Mercredi, les Nations unies ont trouvé un euphémisme pour décrire ce qui est une évidence. Navi Pillay, la haut-commissaire aux droits de l’homme, a déclaré en parlant des actions d’Israël, « Il semble y avoir une forte possibilité que le droit international ait été violé d’une manière qui pourrait constituer un crime de guerre. »

Cette affirmation a été faite devant le Conseil des droits de l’homme de l’ONU à Genève. Celui-ci a ensuite passé une résolution demandant une enquête indépendante sur les actions d’Israël. Des représentants de 29 pays ont voté en faveur de l’enquête tandis que 17, dont un nombre d’Etats de l’Union Européenne se sont abstenus. Le seul vote contre a été celui des Etats-Unis qui financent la machine de guerre israélienne et qui sont profondément impliqués dans ses crimes.

Les responsables israéliens ont réagi avec un mélange de colère et de mépris au vote de l’ONU. La ministre israélienne de la Justice Tzipi Livni a publié sa réponse sur sa page Facebook : « Allez-vous faire voir. » Elle a décrit les morts des civils comme étant « regrettables » mais en les attribuant au Hamas pour avoir dit aux gens de rester chez eux après qu’Israël a demandé leur évacuation. « C’est ce qui arrive, » a-t-elle dit.

Le cabinet du premier ministre Netanyahou a publié une déclaration dénonçant l’enquête proposée comme une « parodie » et répétant l’alibi standard d’Israël comme quoi le massacre de civils à Gaza ne regarde que le Hamas qui les utilisent comme des « boucliers humains. »

Il a rejeté la proposition d’enquête la comparant au rapport Goldstone qui avait été publié suite à une enquête sur l’opération ‘Plomb durci’ menée en 2009 à Gaza et qui tua plus de 1.400 Palestiniens. Ce rapport décrivait la guerre comme « des attaques délibérément disproportionnées conçues pour punir, humilier et terroriser une population civile, diminuer radicalement sa capacité économique locale de travailler et de subvenir à ses besoins élémentaires et lui imposer un sens croissant de dépendance et de vulnérabilité. »

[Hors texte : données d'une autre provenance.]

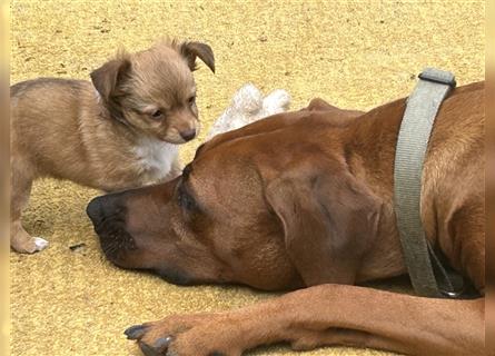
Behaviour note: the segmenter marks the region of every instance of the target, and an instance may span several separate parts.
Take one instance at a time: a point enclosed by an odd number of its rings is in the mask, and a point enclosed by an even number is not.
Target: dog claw
[[[151,347],[146,343],[138,343],[138,344],[139,348],[141,349],[142,354],[145,354],[145,356],[160,356],[159,352],[155,347]]]
[[[142,335],[145,335],[146,326],[143,325],[133,325],[131,327],[128,327],[123,334],[127,336],[129,340],[137,340]]]

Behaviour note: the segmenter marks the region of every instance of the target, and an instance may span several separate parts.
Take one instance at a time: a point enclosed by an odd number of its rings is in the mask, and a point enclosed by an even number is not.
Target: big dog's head
[[[336,122],[277,115],[205,144],[170,182],[93,199],[102,250],[175,284],[353,283],[377,209],[346,167]]]

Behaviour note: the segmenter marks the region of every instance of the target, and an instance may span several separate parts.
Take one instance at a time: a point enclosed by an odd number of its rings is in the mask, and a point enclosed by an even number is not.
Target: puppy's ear
[[[376,235],[379,204],[350,172],[305,162],[275,178],[266,198],[306,286],[354,284]]]
[[[211,47],[201,42],[184,42],[179,51],[186,58],[191,71],[196,70],[196,57],[199,57],[205,65],[215,72],[215,56]]]
[[[111,101],[117,93],[119,85],[129,73],[131,63],[128,57],[120,56],[106,62],[100,68],[91,72],[91,81],[105,101]]]

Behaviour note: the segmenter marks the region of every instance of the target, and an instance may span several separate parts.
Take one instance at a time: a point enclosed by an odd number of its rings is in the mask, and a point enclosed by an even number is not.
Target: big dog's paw
[[[240,356],[228,318],[219,314],[170,316],[129,327],[145,356]]]

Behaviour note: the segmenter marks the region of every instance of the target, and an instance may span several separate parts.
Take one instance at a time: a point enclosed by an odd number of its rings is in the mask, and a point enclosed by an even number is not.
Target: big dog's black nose
[[[123,214],[123,192],[108,194],[106,196],[96,197],[86,208],[95,227],[98,227],[105,219],[113,220],[122,217]]]
[[[86,208],[86,214],[88,214],[93,225],[99,225],[103,218],[103,205],[102,200],[105,197],[97,197],[89,201]]]

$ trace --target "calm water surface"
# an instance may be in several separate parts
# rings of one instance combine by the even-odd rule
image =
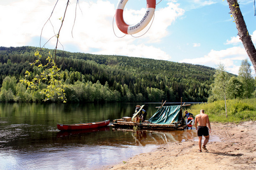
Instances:
[[[131,116],[137,104],[0,103],[0,169],[104,169],[160,145],[196,136],[194,129],[134,132],[109,126],[62,132],[57,128],[57,123]],[[160,104],[146,104],[148,119]]]

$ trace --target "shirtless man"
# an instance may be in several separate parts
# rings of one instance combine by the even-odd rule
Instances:
[[[198,123],[198,126],[197,126]],[[209,130],[206,125],[208,125]],[[209,141],[209,138],[210,138],[209,133],[210,133],[211,131],[210,124],[210,121],[209,121],[209,117],[208,115],[205,114],[204,110],[201,110],[200,111],[200,114],[197,115],[195,116],[195,129],[198,130],[198,136],[199,138],[199,141],[198,141],[198,145],[199,145],[199,152],[201,152],[202,150],[201,149],[201,147],[203,136],[203,135],[205,138],[203,142],[203,148],[205,150],[207,150],[207,149],[206,149],[206,144]]]

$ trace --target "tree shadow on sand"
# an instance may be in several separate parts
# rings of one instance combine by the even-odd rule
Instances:
[[[233,153],[223,153],[223,152],[208,152],[209,153],[213,153],[213,154],[218,155],[222,156],[241,156],[243,155],[242,153],[238,153],[236,154]]]

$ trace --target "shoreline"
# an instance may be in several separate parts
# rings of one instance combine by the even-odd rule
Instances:
[[[208,142],[206,152],[199,153],[198,140],[187,139],[160,145],[152,152],[101,170],[256,169],[256,121],[211,123],[211,126],[210,136],[221,141]]]

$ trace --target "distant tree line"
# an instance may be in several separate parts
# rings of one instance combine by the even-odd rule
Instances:
[[[41,102],[45,96],[19,81],[27,70],[32,78],[40,69],[30,63],[42,54],[46,64],[52,50],[32,47],[0,47],[0,101]],[[116,55],[57,51],[56,63],[65,84],[68,102],[207,101],[214,69],[201,65]],[[58,101],[58,99],[51,101]]]

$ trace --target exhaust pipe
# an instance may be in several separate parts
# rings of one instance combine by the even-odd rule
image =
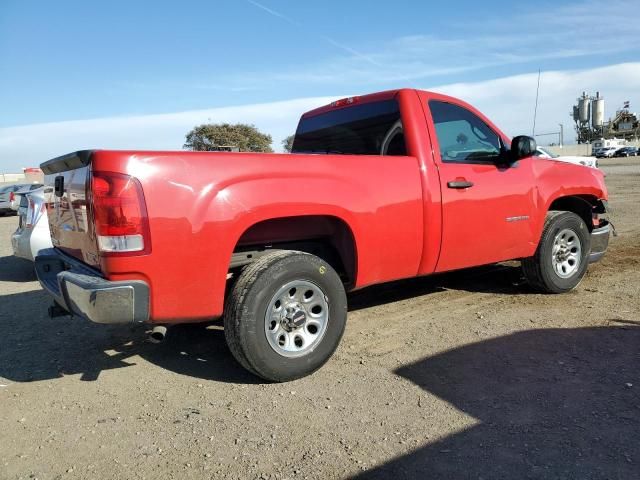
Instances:
[[[67,312],[64,308],[62,308],[57,303],[54,303],[49,307],[48,313],[49,313],[49,318],[66,317],[71,315],[69,312]]]
[[[167,327],[165,325],[156,325],[149,334],[151,343],[162,343],[167,337]]]

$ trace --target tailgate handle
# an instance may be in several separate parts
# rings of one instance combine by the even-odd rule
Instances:
[[[64,194],[64,177],[62,175],[58,175],[54,180],[53,185],[56,197],[61,197]]]
[[[456,180],[455,182],[447,182],[449,188],[469,188],[473,187],[473,182],[467,180]]]

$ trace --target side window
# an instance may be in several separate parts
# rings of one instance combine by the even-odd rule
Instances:
[[[498,159],[500,137],[478,116],[452,103],[431,100],[429,109],[443,162],[493,163]]]

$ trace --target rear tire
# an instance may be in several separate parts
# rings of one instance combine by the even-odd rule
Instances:
[[[248,265],[229,293],[224,332],[247,370],[273,382],[318,370],[338,347],[347,318],[340,277],[308,253],[277,251]]]
[[[575,288],[589,264],[591,235],[573,212],[551,211],[533,257],[522,260],[522,271],[534,289],[564,293]]]

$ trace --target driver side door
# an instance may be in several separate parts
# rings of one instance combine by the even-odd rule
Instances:
[[[427,106],[442,191],[436,272],[529,256],[535,249],[532,159],[501,162],[505,139],[467,107],[436,99]]]

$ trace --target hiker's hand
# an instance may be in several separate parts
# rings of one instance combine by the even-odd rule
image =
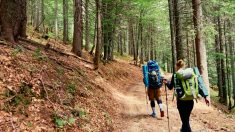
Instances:
[[[162,79],[162,82],[163,82],[164,84],[167,84],[167,80],[166,80],[166,79]]]
[[[210,101],[209,101],[207,98],[205,98],[205,102],[206,102],[206,105],[207,105],[207,106],[210,105]]]

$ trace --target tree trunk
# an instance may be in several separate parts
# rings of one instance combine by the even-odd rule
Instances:
[[[15,43],[18,37],[26,37],[26,3],[26,0],[1,0],[0,31],[6,41]]]
[[[86,44],[85,44],[85,50],[89,50],[90,46],[90,29],[89,29],[89,0],[86,0],[85,3],[85,17],[86,17]]]
[[[208,70],[207,70],[206,46],[202,41],[201,0],[192,0],[192,5],[193,5],[194,29],[196,31],[195,44],[196,44],[196,54],[197,54],[197,66],[200,70],[200,73],[203,77],[205,85],[208,89],[208,93],[210,93]]]
[[[64,19],[64,30],[63,30],[63,42],[69,41],[69,29],[68,29],[68,1],[63,0],[63,19]]]
[[[224,42],[225,42],[225,53],[226,53],[226,81],[227,81],[227,87],[228,87],[228,109],[232,109],[232,102],[231,102],[231,81],[230,81],[230,63],[229,63],[229,41],[231,41],[231,36],[228,37],[227,41],[227,35],[226,33],[229,33],[228,30],[230,30],[230,21],[227,20],[228,29],[226,27],[226,22],[224,22]],[[227,29],[227,30],[226,30]],[[227,98],[227,96],[226,96]]]
[[[218,19],[215,19],[215,29],[217,32],[219,32],[219,24]],[[215,35],[215,52],[220,53],[220,43],[219,43],[219,36]],[[216,71],[217,71],[217,87],[219,90],[218,96],[223,97],[222,95],[222,75],[221,75],[221,64],[220,64],[220,57],[219,55],[216,55]]]
[[[228,28],[232,29],[231,22],[229,22]],[[234,42],[232,41],[231,32],[230,32],[230,35],[229,35],[228,42],[229,42],[229,49],[230,49],[229,53],[230,53],[230,57],[231,57],[231,60],[230,60],[231,76],[232,76],[232,78],[231,78],[232,79],[231,88],[233,88],[233,100],[235,100],[235,56],[234,56],[235,46],[234,46]],[[233,107],[235,107],[235,102],[233,104]]]
[[[74,33],[72,52],[82,56],[82,0],[75,0]]]
[[[100,62],[100,46],[102,43],[102,23],[101,23],[101,2],[96,0],[96,19],[97,19],[97,42],[96,42],[96,50],[95,50],[95,58],[94,58],[94,68],[99,68]]]
[[[222,38],[222,25],[221,25],[221,19],[218,17],[218,26],[219,26],[219,44],[220,44],[220,53],[224,55],[224,45],[223,45],[223,38]],[[226,80],[225,80],[225,63],[224,59],[220,59],[220,65],[221,65],[221,97],[220,102],[227,104],[227,93],[226,93]]]
[[[168,0],[168,8],[169,8],[169,21],[170,21],[170,31],[171,31],[171,53],[172,53],[172,70],[175,72],[175,33],[174,33],[174,10],[173,10],[173,0]]]
[[[97,39],[97,19],[95,20],[95,28],[94,28],[94,38],[93,38],[93,46],[91,48],[91,51],[89,52],[90,55],[93,55],[93,51],[96,46],[96,39]]]
[[[174,0],[174,25],[175,25],[175,45],[176,45],[176,55],[177,60],[184,59],[184,49],[181,38],[180,20],[179,20],[179,3],[178,0]]]
[[[58,0],[55,0],[55,38],[58,37]]]
[[[188,60],[188,67],[191,67],[191,62],[190,62],[190,46],[189,46],[189,38],[188,38],[188,31],[186,31],[186,44],[187,44],[187,60]]]

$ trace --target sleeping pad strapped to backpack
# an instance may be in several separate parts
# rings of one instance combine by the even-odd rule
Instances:
[[[144,84],[147,88],[160,88],[162,86],[162,78],[160,67],[156,61],[148,61],[147,65],[142,67]]]
[[[175,92],[180,100],[193,100],[198,97],[198,79],[192,68],[177,71],[174,82]]]

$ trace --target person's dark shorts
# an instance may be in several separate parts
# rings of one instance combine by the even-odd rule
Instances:
[[[148,96],[149,96],[149,100],[160,100],[161,99],[161,89],[157,88],[157,89],[152,89],[152,88],[148,88]]]

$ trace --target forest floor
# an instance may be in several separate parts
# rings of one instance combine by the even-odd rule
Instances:
[[[171,76],[170,74],[166,75]],[[151,117],[150,104],[146,103],[144,85],[141,81],[114,92],[114,97],[122,104],[119,108],[121,117],[117,120],[115,132],[179,132],[181,120],[173,99],[172,91],[167,92],[169,109],[169,128],[166,111],[165,87],[161,88],[165,117],[160,117],[159,107],[157,118]],[[218,105],[218,104],[217,104]],[[195,102],[190,124],[193,132],[235,132],[235,116],[223,113],[213,105],[208,107],[204,100]]]
[[[67,45],[51,46],[0,44],[0,131],[168,131],[164,88],[165,117],[158,113],[152,118],[141,68],[130,58],[119,56],[93,70],[86,52],[77,58]],[[171,100],[168,91],[170,130],[179,131],[180,117]],[[196,132],[235,132],[234,122],[234,115],[203,101],[195,103],[191,115]]]

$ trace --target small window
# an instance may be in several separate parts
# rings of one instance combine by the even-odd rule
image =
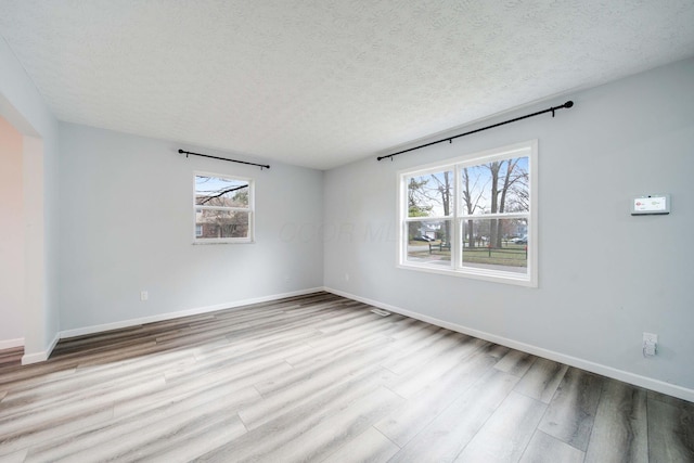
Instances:
[[[253,242],[253,180],[195,175],[195,243]]]
[[[537,142],[408,169],[399,265],[537,286]]]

Suite à une campagne de pression menée sans relâche par Israël, le président de la mission d’enquête, l’ancien juge sud-africain, Richard Goldstone, avait publié une rétraction craintive tandis que les trois autres membres de la mission d’enquête avaient défendu ses conclusions.

Malgré les fanfaronades injurieuses de Tel Aviv, le gouvernement Netanyahou fut manifestement secoué par les résultats de l’opération ‘Bordure protectrice’, comme il avait surnommé sa guerre éclair contre Gaza. La résistance palestinienne fut plus intense que prévue, coûtant la vie à au moins 32 soldats israéliens – plus du triple des pertes subies lors de l’opération ‘Plomb durci’.

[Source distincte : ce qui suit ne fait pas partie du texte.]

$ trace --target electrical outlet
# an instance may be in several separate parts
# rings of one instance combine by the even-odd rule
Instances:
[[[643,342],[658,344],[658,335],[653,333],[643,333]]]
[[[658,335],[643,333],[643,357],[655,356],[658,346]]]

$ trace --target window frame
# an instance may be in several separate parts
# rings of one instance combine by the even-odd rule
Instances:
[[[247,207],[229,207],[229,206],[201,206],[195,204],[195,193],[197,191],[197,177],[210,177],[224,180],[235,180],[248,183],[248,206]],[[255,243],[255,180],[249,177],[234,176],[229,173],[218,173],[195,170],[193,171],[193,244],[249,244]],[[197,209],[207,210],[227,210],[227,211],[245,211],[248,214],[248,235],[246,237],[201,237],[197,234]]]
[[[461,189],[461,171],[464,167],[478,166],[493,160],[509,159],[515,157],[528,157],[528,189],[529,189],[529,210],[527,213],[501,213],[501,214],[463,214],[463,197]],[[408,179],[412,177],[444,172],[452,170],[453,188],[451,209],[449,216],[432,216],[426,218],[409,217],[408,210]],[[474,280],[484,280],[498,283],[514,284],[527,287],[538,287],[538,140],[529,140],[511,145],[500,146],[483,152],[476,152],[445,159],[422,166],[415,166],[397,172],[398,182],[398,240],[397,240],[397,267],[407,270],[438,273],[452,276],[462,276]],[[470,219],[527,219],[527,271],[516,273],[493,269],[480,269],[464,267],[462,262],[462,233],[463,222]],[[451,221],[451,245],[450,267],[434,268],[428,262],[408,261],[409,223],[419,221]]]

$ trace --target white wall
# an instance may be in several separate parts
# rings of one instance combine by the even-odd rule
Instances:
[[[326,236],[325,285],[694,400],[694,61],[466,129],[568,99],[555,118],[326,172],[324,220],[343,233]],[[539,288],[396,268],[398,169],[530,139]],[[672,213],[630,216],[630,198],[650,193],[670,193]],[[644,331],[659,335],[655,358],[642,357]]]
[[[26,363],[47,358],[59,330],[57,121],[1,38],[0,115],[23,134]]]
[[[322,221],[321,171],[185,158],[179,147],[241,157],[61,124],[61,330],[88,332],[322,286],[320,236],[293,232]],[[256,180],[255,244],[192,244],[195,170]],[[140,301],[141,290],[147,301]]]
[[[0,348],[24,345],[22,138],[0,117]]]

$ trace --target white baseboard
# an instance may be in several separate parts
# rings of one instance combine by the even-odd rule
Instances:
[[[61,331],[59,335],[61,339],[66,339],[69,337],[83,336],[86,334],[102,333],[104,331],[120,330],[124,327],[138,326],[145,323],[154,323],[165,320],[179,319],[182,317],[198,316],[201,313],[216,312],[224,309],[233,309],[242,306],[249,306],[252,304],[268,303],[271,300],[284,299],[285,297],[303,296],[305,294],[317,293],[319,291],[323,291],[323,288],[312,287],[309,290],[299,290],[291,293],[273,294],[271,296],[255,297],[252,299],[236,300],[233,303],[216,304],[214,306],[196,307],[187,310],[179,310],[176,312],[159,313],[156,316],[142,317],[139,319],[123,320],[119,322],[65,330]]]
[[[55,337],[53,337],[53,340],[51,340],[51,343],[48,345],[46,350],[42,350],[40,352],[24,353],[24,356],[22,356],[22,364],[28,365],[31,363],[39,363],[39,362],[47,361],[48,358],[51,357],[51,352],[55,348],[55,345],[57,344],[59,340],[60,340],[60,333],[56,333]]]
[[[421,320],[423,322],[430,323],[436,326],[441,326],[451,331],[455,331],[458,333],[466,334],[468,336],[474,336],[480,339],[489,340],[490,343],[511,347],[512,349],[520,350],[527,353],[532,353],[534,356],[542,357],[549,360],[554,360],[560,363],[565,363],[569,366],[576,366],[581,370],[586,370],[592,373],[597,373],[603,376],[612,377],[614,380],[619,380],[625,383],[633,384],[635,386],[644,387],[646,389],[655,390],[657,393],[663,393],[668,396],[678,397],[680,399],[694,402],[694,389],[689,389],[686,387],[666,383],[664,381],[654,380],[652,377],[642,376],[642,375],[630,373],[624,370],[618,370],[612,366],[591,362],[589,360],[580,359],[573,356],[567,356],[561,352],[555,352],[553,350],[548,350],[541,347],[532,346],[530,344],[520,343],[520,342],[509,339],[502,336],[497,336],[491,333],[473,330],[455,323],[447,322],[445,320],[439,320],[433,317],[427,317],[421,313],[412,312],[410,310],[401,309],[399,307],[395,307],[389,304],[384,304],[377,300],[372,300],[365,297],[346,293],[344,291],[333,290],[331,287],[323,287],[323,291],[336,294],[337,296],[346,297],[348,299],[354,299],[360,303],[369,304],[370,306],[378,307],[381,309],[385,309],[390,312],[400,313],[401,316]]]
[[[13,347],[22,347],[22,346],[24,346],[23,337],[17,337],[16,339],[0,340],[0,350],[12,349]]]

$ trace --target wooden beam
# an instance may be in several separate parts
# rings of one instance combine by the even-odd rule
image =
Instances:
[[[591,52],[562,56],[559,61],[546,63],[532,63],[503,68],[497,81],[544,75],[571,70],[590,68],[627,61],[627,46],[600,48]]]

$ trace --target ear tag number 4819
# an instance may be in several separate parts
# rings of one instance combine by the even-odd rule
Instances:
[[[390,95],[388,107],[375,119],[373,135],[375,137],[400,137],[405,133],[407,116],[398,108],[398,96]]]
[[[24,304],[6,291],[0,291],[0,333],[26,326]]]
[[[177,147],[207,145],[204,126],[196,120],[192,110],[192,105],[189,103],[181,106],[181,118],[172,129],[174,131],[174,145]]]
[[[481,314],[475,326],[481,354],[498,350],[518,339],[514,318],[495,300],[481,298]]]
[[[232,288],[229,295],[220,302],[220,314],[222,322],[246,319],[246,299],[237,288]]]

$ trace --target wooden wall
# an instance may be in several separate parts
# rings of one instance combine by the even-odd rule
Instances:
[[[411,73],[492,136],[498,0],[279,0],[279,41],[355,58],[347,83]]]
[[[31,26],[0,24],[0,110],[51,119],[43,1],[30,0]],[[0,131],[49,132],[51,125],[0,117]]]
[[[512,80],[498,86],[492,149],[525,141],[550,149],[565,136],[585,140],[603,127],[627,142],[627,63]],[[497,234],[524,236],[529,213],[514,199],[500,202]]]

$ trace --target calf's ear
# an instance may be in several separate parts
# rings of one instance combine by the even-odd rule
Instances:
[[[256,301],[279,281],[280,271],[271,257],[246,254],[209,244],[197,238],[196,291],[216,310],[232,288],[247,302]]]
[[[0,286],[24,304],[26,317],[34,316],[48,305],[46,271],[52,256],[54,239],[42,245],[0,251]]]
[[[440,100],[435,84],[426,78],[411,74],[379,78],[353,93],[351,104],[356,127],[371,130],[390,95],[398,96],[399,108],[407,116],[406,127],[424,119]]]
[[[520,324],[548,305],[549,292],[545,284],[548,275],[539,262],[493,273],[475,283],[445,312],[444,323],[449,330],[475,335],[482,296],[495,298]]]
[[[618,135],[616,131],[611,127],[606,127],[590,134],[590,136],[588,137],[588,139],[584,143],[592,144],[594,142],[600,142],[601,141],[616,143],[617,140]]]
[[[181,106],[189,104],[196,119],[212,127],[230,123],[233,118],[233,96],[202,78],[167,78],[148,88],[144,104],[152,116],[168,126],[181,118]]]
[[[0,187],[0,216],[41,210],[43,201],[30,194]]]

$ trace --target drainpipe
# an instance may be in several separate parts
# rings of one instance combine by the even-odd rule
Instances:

Les tirs de roquette palestiniens dont l’un est tombé tout près des pistes d’atterrissage de l’aéroport Ben Gourion à Tel Aviv ont fait que l’Administration fédérale de l’aviation des Etats-Unis (FAA) a imposé une suspension, qui dure maintenant depuis 48 heures, des vols américains vers Israël. Un certain nombre de compagnies aériennes européennes ont suivi l’exemple.

La décision qui a clairement été influencée par l’avion de ligne de la Malaysian Airlines abattu lorsqu’il survolait une zone de guerre en Ukraine, a été amèrement dénoncée par le régime israélien. Le ministre israélien des Transports, Yisrael Katz, a accusé la FAA d’avoir « décerné un prix au terrorisme. »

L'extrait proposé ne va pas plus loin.